平和への願いを込めた被爆体験の朗読会=長崎市、国立長崎原爆死没者追悼平和祈念館

 長崎市平野町の国立長崎原爆死没者追悼平和祈念館の朗読ボランティア「被爆体験を語り継ぐ 永遠の会」の朗読会「9日を忘れない」が9日、同館で再開した。長崎に原爆が投下された8月9日にちなみ毎月9日に開いてきたが、新型コロナウイルス対策で3月から休止していた。

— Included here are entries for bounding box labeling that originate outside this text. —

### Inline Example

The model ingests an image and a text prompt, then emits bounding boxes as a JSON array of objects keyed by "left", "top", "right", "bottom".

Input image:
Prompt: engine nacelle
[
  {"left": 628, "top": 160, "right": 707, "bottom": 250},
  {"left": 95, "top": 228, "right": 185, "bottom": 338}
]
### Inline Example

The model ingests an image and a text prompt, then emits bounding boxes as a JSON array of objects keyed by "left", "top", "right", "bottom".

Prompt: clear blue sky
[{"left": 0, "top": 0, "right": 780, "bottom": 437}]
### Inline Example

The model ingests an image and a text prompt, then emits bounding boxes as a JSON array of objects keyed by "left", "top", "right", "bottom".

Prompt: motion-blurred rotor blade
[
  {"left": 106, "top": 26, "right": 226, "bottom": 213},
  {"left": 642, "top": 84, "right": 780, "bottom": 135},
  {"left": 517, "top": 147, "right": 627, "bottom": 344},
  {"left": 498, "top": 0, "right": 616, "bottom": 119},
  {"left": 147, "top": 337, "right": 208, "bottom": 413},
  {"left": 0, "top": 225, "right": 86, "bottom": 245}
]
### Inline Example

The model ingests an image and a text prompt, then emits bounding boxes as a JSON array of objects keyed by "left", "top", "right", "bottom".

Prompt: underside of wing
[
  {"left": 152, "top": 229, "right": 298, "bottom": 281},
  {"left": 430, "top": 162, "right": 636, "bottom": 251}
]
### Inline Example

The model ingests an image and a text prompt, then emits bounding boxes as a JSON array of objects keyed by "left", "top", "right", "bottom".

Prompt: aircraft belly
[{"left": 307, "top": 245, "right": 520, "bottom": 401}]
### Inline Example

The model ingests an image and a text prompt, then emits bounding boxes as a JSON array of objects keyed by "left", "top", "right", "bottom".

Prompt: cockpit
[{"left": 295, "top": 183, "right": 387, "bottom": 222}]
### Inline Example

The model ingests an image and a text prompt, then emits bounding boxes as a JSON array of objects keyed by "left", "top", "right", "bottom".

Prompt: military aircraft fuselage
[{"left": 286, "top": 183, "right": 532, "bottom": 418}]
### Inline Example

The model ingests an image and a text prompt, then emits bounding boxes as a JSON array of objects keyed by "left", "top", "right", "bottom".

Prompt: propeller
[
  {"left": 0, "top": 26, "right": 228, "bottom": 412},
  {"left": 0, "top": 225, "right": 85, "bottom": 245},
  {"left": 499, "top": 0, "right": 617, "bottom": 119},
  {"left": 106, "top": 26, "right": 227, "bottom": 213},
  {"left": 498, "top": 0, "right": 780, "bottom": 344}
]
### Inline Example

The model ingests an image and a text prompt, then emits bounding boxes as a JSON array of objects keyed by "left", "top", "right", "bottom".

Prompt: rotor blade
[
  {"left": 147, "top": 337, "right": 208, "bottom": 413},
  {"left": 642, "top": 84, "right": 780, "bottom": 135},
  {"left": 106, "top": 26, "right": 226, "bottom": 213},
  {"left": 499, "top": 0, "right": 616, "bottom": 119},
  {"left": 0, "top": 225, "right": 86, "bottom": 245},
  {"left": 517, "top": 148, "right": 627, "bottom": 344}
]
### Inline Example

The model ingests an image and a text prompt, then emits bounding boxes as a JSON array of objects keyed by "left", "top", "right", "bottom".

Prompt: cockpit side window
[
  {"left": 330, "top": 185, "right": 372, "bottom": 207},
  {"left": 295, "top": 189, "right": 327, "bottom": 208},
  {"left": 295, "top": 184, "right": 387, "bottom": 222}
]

 コロナ対策のため透明なパネル越しに実施。会の大塚久子代表(62)と松本裕美子さん(69)が、祈念館にある被爆体験記集(通称・黒本)から計3人の記録を読み上げた。「(顔に残るケロイドのため)人目を気にする消極的な人生を歩んだ」(被爆当時15歳の河野俊勝さん)、「原爆から数カ月後、髪の毛が抜けて悲しくなった」(同16歳の原尾マスエさん)などの苦悩の記録に、来場者は静かに耳を傾けていた。
 聴講した原尾さんの遺族は「母が体験記を残していたと知った時はとても驚いた。母の文字に懐かしい気持ちになった」と述べた。
 次回は11月9日、祈念館で開く。